At first, upon commencing reading this small book, I continued to ask `where is the evidence for that' but on realising that he had gathered a large volume of data to support this theory I simply continued to read on. Its not either an easy read or that complicated. Darwin looks at evolution in a very comprehensive way: first, linking the main idea with the variation of animals under domestication, something he himself had extensively studied in the case of pidgeons; second, associating this with variation under nature and the struggle for existence; he then goes on to describe in detail natural selection and the laws of variation. He follows this like any good scientist by an analysis of what may be the theory's weaknesses, such as the scarcity in the geological record and the lack of organisms in a state of gradation. He then applies the ideas to instinct, hybridism and then discusses in great depth the imperfections of the geological record. He also considers how geographical distribution can alter the results of evolution and how the embryos of various animals have a resemblance to that of other animals and how they also appear to repeat previous evolutionary steps as they mature.

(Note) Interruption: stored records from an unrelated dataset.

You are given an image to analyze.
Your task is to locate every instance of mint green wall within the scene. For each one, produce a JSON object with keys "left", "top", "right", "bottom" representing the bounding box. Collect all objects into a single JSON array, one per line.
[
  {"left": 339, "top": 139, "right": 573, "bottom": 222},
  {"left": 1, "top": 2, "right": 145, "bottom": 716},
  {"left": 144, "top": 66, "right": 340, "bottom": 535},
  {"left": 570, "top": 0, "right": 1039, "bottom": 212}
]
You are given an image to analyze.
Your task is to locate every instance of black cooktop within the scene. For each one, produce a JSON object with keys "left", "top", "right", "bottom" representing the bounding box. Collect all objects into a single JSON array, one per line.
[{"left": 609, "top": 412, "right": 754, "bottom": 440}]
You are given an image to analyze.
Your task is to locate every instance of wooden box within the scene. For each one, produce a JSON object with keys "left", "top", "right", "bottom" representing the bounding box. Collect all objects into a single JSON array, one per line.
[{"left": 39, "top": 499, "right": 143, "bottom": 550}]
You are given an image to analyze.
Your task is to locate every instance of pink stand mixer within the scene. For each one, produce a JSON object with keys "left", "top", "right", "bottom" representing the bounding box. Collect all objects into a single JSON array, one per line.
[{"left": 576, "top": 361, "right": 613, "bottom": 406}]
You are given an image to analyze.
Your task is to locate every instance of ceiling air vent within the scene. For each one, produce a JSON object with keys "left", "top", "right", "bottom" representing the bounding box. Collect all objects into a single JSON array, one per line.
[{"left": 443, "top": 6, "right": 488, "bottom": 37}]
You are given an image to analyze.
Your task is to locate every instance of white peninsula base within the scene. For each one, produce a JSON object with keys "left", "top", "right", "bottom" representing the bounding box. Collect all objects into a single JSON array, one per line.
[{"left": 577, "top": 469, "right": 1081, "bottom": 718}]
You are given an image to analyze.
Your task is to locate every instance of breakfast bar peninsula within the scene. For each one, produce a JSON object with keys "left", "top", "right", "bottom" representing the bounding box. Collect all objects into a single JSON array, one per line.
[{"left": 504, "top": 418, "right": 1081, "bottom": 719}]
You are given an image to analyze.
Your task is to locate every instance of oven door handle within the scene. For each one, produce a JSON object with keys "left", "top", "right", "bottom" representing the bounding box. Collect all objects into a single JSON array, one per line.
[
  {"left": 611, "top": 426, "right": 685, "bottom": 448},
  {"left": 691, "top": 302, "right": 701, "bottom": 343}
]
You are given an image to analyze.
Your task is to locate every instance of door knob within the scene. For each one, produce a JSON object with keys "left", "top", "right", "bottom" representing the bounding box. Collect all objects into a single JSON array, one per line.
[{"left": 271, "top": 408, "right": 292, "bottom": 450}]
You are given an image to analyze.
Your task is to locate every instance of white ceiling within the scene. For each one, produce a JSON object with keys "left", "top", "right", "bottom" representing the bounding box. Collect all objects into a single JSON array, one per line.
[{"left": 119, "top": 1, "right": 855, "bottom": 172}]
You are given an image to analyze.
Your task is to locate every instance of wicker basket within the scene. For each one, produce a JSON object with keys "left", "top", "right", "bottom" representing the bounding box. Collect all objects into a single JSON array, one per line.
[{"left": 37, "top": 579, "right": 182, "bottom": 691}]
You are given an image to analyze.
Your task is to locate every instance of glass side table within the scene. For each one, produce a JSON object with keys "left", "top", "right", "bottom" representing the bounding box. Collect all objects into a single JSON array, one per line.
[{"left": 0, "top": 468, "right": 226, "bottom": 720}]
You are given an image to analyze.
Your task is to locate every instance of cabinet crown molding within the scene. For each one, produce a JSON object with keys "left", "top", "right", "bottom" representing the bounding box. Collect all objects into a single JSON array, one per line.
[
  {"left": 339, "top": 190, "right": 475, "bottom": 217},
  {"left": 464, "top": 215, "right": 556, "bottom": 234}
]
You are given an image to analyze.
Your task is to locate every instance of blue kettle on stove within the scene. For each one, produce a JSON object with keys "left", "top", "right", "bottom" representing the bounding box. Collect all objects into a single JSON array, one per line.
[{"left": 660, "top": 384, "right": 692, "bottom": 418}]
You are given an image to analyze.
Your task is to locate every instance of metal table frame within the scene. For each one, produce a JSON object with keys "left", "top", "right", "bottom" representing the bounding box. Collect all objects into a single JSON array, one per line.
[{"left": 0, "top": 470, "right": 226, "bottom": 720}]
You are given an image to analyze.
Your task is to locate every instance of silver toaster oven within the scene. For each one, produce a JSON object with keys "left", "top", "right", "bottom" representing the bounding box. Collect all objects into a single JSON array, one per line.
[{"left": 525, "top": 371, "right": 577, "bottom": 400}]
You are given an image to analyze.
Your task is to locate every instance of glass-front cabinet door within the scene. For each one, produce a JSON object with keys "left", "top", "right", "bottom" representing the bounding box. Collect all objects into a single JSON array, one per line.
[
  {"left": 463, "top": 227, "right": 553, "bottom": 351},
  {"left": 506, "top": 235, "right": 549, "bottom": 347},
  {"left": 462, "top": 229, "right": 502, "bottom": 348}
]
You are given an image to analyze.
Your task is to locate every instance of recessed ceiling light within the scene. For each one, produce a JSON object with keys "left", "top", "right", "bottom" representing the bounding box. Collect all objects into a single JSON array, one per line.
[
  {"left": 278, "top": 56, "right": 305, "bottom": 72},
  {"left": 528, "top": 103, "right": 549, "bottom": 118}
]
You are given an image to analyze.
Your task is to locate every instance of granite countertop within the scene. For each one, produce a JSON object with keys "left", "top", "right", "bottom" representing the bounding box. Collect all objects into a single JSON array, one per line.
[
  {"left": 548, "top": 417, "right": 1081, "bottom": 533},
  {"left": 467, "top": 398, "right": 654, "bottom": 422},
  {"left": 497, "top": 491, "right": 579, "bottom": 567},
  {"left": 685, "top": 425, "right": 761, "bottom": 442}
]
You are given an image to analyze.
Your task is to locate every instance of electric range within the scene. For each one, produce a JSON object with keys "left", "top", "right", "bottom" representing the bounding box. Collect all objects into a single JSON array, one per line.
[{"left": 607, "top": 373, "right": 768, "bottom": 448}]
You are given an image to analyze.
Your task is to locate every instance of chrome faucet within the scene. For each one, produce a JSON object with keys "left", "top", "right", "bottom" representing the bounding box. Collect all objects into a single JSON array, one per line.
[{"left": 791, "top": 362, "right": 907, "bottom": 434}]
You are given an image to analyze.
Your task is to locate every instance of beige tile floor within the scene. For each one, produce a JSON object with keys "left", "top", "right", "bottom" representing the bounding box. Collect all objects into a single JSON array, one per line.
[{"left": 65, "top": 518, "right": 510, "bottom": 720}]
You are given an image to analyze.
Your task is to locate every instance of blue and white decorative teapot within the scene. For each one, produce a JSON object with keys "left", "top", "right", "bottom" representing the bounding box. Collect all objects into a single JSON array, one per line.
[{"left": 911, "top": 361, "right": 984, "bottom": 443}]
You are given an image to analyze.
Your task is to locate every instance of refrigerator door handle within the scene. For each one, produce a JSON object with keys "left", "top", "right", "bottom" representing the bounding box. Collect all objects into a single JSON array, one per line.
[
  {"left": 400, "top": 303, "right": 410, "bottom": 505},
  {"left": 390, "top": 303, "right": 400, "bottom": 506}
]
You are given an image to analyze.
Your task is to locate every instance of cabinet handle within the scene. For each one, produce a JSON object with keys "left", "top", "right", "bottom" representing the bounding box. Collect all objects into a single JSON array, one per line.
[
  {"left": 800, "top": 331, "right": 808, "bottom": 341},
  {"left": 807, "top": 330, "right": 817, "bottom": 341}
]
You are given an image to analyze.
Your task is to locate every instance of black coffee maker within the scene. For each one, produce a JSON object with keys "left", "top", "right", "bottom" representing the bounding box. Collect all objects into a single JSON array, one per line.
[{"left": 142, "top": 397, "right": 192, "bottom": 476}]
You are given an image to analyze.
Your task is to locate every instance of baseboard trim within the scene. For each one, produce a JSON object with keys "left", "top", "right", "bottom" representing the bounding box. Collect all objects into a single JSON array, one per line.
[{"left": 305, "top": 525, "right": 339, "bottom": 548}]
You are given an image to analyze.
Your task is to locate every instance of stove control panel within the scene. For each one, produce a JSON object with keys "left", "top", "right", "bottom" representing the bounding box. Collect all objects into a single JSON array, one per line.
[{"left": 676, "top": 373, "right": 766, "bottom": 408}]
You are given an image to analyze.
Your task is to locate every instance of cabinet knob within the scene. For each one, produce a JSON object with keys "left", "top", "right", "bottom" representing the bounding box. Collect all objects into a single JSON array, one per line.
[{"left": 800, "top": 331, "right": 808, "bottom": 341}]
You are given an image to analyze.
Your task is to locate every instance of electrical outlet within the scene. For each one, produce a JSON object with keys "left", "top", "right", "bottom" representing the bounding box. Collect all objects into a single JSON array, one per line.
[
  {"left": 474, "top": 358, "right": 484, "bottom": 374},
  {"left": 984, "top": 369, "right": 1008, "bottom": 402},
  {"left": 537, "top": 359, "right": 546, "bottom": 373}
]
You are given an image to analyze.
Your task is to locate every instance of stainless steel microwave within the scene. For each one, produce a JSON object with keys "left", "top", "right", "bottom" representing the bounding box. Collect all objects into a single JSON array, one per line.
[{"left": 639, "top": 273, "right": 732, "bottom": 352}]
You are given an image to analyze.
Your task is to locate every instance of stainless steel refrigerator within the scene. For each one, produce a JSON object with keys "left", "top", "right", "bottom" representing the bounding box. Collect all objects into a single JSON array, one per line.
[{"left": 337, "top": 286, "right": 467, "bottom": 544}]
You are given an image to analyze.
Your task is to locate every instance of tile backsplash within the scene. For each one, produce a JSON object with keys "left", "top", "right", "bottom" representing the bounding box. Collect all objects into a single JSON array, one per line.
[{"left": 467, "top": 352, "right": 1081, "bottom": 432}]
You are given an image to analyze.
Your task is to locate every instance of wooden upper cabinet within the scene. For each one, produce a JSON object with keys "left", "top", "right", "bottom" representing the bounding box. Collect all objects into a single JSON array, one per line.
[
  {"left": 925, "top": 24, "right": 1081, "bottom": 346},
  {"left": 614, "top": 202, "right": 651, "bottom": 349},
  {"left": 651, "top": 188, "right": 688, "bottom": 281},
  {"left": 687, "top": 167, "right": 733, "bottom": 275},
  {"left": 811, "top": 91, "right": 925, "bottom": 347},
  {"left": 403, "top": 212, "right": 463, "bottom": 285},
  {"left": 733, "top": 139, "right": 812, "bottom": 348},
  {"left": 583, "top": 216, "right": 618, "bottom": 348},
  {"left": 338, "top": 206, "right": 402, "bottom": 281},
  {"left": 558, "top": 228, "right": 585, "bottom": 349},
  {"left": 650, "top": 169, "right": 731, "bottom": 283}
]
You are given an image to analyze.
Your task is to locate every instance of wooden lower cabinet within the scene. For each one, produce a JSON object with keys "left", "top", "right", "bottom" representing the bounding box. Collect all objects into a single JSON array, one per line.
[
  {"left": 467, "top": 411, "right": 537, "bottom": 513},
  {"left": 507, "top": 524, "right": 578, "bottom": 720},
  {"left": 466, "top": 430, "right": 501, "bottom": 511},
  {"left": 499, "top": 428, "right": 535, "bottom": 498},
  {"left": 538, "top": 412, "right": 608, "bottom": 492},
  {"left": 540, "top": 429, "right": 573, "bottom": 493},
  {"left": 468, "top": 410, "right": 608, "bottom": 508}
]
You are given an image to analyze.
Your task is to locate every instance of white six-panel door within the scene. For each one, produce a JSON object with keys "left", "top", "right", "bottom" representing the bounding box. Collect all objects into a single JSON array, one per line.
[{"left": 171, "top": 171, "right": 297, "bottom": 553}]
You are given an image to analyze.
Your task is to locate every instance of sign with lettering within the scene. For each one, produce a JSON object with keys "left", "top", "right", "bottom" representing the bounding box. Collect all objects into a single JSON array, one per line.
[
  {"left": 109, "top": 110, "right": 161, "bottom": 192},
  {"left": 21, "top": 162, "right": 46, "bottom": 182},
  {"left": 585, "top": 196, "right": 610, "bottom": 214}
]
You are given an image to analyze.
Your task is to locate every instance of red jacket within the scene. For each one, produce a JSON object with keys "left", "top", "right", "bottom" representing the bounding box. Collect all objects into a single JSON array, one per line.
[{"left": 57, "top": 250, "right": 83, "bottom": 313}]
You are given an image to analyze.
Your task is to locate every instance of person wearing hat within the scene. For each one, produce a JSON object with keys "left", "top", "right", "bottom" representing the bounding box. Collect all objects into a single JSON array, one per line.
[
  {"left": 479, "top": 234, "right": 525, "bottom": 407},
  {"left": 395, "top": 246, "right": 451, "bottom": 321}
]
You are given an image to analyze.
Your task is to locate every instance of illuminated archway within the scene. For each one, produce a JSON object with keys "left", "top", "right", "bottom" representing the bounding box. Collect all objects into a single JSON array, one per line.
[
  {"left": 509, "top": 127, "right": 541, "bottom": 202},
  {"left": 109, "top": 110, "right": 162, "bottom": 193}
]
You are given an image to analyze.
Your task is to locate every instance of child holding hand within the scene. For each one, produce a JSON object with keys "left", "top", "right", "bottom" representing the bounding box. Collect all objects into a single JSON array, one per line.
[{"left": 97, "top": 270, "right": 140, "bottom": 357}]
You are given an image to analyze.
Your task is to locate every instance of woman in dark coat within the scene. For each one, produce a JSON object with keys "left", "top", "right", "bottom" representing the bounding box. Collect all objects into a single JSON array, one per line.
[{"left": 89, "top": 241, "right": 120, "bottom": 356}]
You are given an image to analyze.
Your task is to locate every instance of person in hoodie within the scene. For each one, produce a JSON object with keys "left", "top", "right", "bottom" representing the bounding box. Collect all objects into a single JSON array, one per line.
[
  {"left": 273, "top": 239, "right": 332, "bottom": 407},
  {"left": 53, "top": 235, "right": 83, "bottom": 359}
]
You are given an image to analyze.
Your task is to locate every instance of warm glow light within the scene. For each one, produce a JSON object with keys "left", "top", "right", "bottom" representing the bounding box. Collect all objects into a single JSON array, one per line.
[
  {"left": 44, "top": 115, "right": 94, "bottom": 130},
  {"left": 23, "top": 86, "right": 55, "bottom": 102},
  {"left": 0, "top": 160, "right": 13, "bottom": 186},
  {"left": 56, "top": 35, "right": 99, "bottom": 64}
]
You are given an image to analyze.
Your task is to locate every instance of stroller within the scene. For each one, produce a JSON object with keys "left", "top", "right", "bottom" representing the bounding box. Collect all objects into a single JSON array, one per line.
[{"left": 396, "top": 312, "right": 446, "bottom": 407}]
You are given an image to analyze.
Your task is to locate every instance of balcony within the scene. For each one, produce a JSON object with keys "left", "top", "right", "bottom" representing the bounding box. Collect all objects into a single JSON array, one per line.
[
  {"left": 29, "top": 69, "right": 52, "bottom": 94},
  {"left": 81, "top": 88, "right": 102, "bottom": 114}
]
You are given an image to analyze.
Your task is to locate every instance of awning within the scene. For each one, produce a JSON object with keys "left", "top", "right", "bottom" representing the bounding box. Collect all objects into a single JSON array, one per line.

Its too bad the 20 volume set was never published, even the incomplete version would have been better than only the abstract. Nonetheless it is well discussed and written as a comprehensive summary of the main thesis. At times the style can be repetitive and even dull but this is compensated for by fascinating little excerpts which are present throughout. This was, remarkably enough, my first reading of "The Origin of Species" and I do believe that every practicing scientist should read it as part of their education rather than accepting its tenets without question as is the wont. However rather than being a description of the true origin of species, it actually takes a change which occurs (by whatever means) and then describes the process the species undergoes from then on. Darwin never actually said anything about how new variations are formed, this was left for others to consider and eventually led to the modern Darwinian thesis including the idea of mutation caused by radiation, viruses or chemical agents. Much has also come to light over the last century such as the symbiosis of organisms producing the merger of cell and mitochondria seen in every cell today and similarly the recent evidence of gene swapping going on between bacteria and now also larger organisms, see "Lamarck's Signature" by Ted Steele. Since Darwin did also not explain form but rather the possibility of how form came about Brian Goodwin's Form and Transformation is a good place to start.
It must also be remembered that in his time the thesis was new even if many others were working on similar ideas Darwin was the first, in conjunction with Wallace, to expand on natural selection and obtain strong evidence for it. An essential read for any scientist.